The last thing I want to leave you with is this relatively new notion of Lyrical Hip-hop. So You Think You Can Dance really paved the way with this new style, and you rarely see any other form of hip-hop on the show now. One of the judges, Adam has confirmed that the show has explored a new style of hip-hop and that it has, without a doubt, "become a really legitimate, beautiful genre on its own." So, one last video clip of a medley of phenomenal lyrical hip-hop, enjoy ;)
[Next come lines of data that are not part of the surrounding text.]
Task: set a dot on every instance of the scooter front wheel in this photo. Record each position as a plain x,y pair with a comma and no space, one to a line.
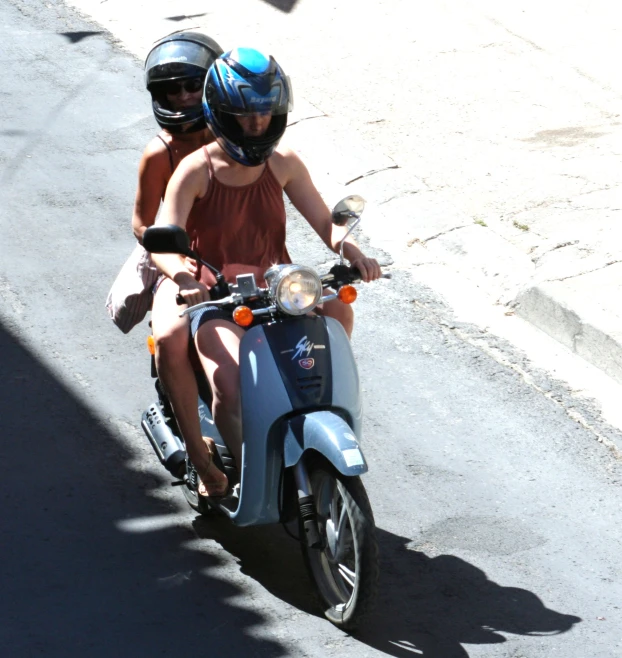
345,570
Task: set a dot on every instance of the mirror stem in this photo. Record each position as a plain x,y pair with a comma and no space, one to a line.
345,237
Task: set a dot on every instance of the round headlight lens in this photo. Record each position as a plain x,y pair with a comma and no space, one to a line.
296,289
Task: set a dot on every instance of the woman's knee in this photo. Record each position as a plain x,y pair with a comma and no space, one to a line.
344,313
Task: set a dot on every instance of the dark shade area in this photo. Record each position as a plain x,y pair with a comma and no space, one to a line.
284,5
183,17
434,605
70,574
76,37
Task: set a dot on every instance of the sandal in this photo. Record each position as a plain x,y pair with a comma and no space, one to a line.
214,488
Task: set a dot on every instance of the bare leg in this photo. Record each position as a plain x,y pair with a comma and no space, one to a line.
218,346
172,337
339,311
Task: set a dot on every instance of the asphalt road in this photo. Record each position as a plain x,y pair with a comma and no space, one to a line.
498,515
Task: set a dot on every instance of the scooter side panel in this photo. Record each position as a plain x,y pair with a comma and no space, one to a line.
264,399
346,385
329,435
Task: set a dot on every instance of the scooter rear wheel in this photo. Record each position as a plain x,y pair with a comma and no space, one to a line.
346,569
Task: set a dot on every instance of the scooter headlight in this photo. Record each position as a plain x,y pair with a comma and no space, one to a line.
295,289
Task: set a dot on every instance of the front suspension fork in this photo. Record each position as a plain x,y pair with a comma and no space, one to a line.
306,505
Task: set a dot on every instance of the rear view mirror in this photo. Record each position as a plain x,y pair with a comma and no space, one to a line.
168,239
348,210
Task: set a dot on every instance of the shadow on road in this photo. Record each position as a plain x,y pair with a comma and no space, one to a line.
73,582
285,6
268,555
430,606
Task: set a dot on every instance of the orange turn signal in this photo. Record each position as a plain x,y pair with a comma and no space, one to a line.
347,294
243,316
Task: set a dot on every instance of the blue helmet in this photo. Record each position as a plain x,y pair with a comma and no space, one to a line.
241,83
179,56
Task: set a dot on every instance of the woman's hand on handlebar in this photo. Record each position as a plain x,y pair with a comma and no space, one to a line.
190,265
368,267
193,292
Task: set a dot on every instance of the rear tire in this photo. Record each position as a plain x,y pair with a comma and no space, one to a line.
346,571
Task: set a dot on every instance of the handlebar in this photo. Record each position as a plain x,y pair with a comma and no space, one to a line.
339,275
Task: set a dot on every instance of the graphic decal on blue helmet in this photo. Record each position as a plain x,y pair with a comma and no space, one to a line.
245,82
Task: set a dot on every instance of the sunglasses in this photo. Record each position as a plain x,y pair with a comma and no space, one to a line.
174,87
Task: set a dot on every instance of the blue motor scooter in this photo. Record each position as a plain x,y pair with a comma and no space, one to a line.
301,419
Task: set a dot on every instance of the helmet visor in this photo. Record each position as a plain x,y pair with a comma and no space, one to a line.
177,59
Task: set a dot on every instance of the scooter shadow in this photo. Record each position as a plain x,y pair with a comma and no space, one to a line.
268,555
428,606
431,606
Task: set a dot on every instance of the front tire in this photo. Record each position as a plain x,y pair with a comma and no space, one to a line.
346,569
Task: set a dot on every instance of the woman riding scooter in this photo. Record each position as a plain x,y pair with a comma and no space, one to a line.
175,71
229,197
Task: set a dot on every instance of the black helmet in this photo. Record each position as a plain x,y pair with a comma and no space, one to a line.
244,82
179,56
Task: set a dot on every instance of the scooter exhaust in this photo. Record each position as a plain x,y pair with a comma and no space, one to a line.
170,450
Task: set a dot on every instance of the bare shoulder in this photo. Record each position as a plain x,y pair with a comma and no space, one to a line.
193,173
155,150
287,164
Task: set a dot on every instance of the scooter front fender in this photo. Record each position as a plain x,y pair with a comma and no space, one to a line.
328,434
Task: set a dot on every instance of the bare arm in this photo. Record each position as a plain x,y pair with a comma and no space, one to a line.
153,174
188,183
307,200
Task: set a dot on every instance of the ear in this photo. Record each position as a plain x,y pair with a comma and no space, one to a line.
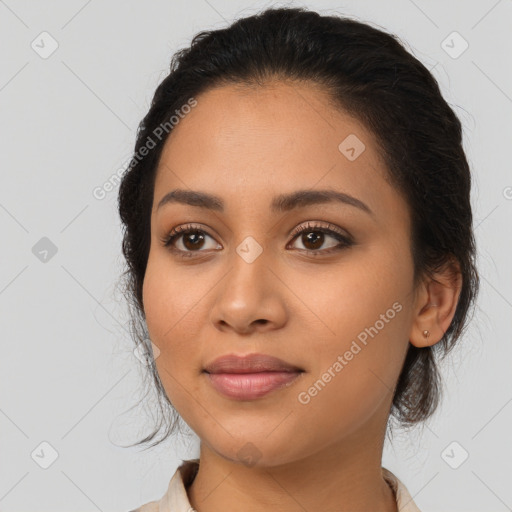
435,305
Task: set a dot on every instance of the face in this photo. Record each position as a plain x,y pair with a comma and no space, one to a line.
334,300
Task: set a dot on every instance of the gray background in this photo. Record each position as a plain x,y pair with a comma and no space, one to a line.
68,372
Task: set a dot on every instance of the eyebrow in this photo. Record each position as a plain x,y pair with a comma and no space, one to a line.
279,204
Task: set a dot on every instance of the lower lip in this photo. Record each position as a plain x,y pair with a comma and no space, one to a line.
248,386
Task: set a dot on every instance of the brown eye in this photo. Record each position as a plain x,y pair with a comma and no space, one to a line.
313,239
187,239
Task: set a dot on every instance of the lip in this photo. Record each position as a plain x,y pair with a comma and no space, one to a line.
250,363
250,377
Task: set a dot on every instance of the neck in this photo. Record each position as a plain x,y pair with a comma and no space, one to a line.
344,477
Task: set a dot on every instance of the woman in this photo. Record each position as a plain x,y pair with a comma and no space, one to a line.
298,233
Wednesday, November 5, 2008

"Bun-Head" Be Gone

How do you want to be known? A ballerina, a bun-head, a jazz dancer, or maybe just a dancer? Personally, I want to call my self simply a dancer. To me, the term dancer encompases being able to do all styles of dance. If dance is what you love, I think its important to have the drive and hunger to dive into all styles of dance whether it be Ballet, Modern, Jazz, Ballroom, African, Salsa, or Indian dance. In our generation, companies are diversifying their repertoire and their dancers each year. Ballet companies are no longer doing strictly classical ballets; they are taking in more modern/jazz style pieces. For example, top ballet companies such as New York City Ballet, Miami City Ballet, and American Ballet Theater have been doing contemporary works from Jerome Robbins and Twyla Tharp. On the flipside, modern companies such as Alvin Aiely, also do works that are very balletic in vocabulary and movement while also marinating a modern quality; for example the piece I am in right now, The Lark Ascending. As aspiring dancers, it is our job to become each and any role a choreographer asks us to be. Without the proper amount of exposure and technique and different styles of dance, you limit yourself to the endless opportunities available in the dance world.
Being able to adapt to all styles of dance is extremely important in being successful in the dance world. As students, it is in our best interest to absorb all types of dance that are available. Being strong in ballet, modern, and jazz can open so many doors to a dancer. Coming into SMU I was viewed as your typical “bun-head” a girl who was strong in ballet, but could not move like a jazz or modern dancer. As the year progressed I like to think that the stereotype on me changed. Second semester of freshman year when I got cast to be in Twyla Tharp’s, Octet, I felt well prepared stylistically because of my background in jazz. Although the piece was in pointe shoes and had a lot of ballet vocabulary, without the jazzy flavor the piece would not live up to the style of Twyla Tharp. We had to move both with a sense of being grounded and smooth, and at times had to move quickly with attitude and flare. Jazz influenced this movement so much in the sense that in a lot of the choreography your body was off center, you were off your leg, or low, or contracted. While in ballet you usually stay on top of the music and ride along the phrases, in jazz dance you learn to dance off the strong beats, you are given more freedom to syncopate and suspend movement, and you often ride the downbeat of the music. Typically, jazz dance has stronger and sharper movements with rolling hips and ungulated torsos. In classical ballet we are mostly upright and very clear. In jazz I feel that I have more freedom to make the dance my own instead of being bound in the confines of being upright and “correct” all the time as in ballet. Octet had a very down-to-earth pedestrian like feel to it. Without ever taking jazz, I do not think I could have ever adapted to the style of Tharp’s piece. I cannot imagine how awkward I would have felt when someone told me to do a hip roll and pop your pelvis forward without ever taking a jazz class! Absorbing the feel and essence of jazz dance is key in being a versatile dancer. To get a feel for Tharp’s jazzy style of dance check this out! Here is a piece of work from the Broadway musical Movin’ Out with choreography by Twyla Tharp. 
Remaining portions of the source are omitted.